LANA LESLIE, GOMEROI| I Am Country, Country Is Me

This painting is a self-portrait of spirit rather than likeness. I am represented as a figure made of bark, lying within a field of small and large flowers. The flowers are all connected to one another and to me, showing the deep and enduring strength of connection between Country, family, and self. Nothing stands alone.

 

The flowers are linked by visible lines and pathways, representing the connections that move through life: relationships, kinship, memory, loss, and care. Some connections are close and immediate, others stretch further across the surface of the work, reflecting how life is made up of many layers of connection that continue even when people are gone. These lines show that strength does not exist in isolation, it is built through connection and carried collectively.

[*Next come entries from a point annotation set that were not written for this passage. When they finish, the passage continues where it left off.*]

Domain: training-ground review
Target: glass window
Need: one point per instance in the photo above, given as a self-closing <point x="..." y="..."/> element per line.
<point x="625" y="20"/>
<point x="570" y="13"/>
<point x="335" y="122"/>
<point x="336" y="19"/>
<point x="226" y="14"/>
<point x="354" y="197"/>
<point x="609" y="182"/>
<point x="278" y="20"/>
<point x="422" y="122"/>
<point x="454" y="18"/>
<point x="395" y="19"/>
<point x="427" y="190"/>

Colour moves through the flowers as a language of life. The variation in colour represents the different experiences that shape us: love, grief, joy, hardship, growth, and survival. Brighter colours speak to moments of warmth, care, and connection, while deeper tones hold grief, loss, and struggle. Together, the colours show that life is complex and layered, and that strength comes from holding all of it at once.

 

The bark that forms my body was collected from Gunnedah Hill at Coonabarabran on Gomeroi Country. My father grew up on Gunnedah Hill. Although I was not born there, my spirit was formed there. My mother told me I was conceived on Gunnedah Hill, and that knowledge anchors me. My identity as a Gomeroi person is strong, living, and unbroken, carried through my body, memory, and spirit.

 

I travelled to Coonabarabran in 2025 to collect leaves for a smoking ceremony and bark from Gunnedah Hill, connected to cultural practice, care, and responsibility to my father. While I was there, that night, my father passed away unexpectedly. Six months later, my brother passed away. These losses were immense and continue to shape my days. Grief is constant and unresolved.

 

My strength comes from many places. It comes from those who came before me, my ancestors and old people, whose lives, knowledge, and survival made my own possible. It comes from Country itself, which continues to hold and guide me. I draw strength from my family, from my husband, my friends, my dogs, and my home. These relationships, human and non-human, past and present, are part of my continuance. They ground me and carry me forward, allowing me to live from one day to the next, as best as I can.

 

The figure rests within the field of flowers not in defeat, but in strength, endurance, and continuance. It speaks to the work of staying, of holding ground, breathing, and moving forward even when everything feels fragile. As I go forward through life, and eventually into the spirit world, my connection to Country remains. Country holds me in all stages of life, past, present, and future, and that connection does not end.

 

 

This work holds deep sorrow, but it stands firmly in strength. It is about living with profound loss while remaining connected to Gomeroi Country, and about remembering my identity and power, supported by those who came before me and those who walk beside me. I am Country, and Country is me.